The platform implements a fail-closed security model: missing or invalid credentials deny access, never bypass. Personas are default-deny, Trino and S3 support enforced read-only mode, and metadata is sanitized against prompt injection. See the Auth Overview and MCP Defense: A Case Study in AI Security for the architecture rationale.
| Transport | Authentication | TLS |
|---|---|---|
| stdio | Not required (local execution) | N/A |
| HTTP | Required (Bearer token or API key) | Strongly recommended |
mcp-data-platform is the orchestration layer for a suite of open-source MCP servers that also run standalone:
- txn2/mcp-datahub: DataHub metadata: search, lineage, glossary, domains, tags, ownership
- txn2/mcp-trino: Trino distributed SQL with configurable timeouts and row limits
- txn2/mcp-s3: S3 object storage: buckets, prefixes, objects, presigned URLs
See Ecosystem for how they compose.
Full documentation lives at mcp-data-platform.txn2.com.

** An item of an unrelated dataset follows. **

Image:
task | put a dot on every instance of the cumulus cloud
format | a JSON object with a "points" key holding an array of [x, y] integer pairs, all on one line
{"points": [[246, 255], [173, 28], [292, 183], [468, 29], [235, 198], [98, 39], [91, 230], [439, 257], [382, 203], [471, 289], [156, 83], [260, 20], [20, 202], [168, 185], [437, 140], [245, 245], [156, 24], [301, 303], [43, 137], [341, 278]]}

- Server Guide: architecture, configuration, deployment
- Cross-Enrichment: how automatic enrichment works
- Authentication: OIDC, API keys, OAuth 2.1
- Knowledge Capture and Memory: the agent knowledge loop
- Go Library: build custom MCP servers
- Tools API Reference: complete tool specifications
- Examples Gallery: real-world configurations
- Troubleshooting: common issues and debugging
go build -o mcp-data-platform ./cmd/mcp-data-platform # build
go test -race ./... # tests
make verify # full CI-equivalent suiteContributions for bug fixes, tests, and documentation are welcome. Please run make verify (formatting, race-detected tests, coverage, linting, security scanning) before opening a pull request.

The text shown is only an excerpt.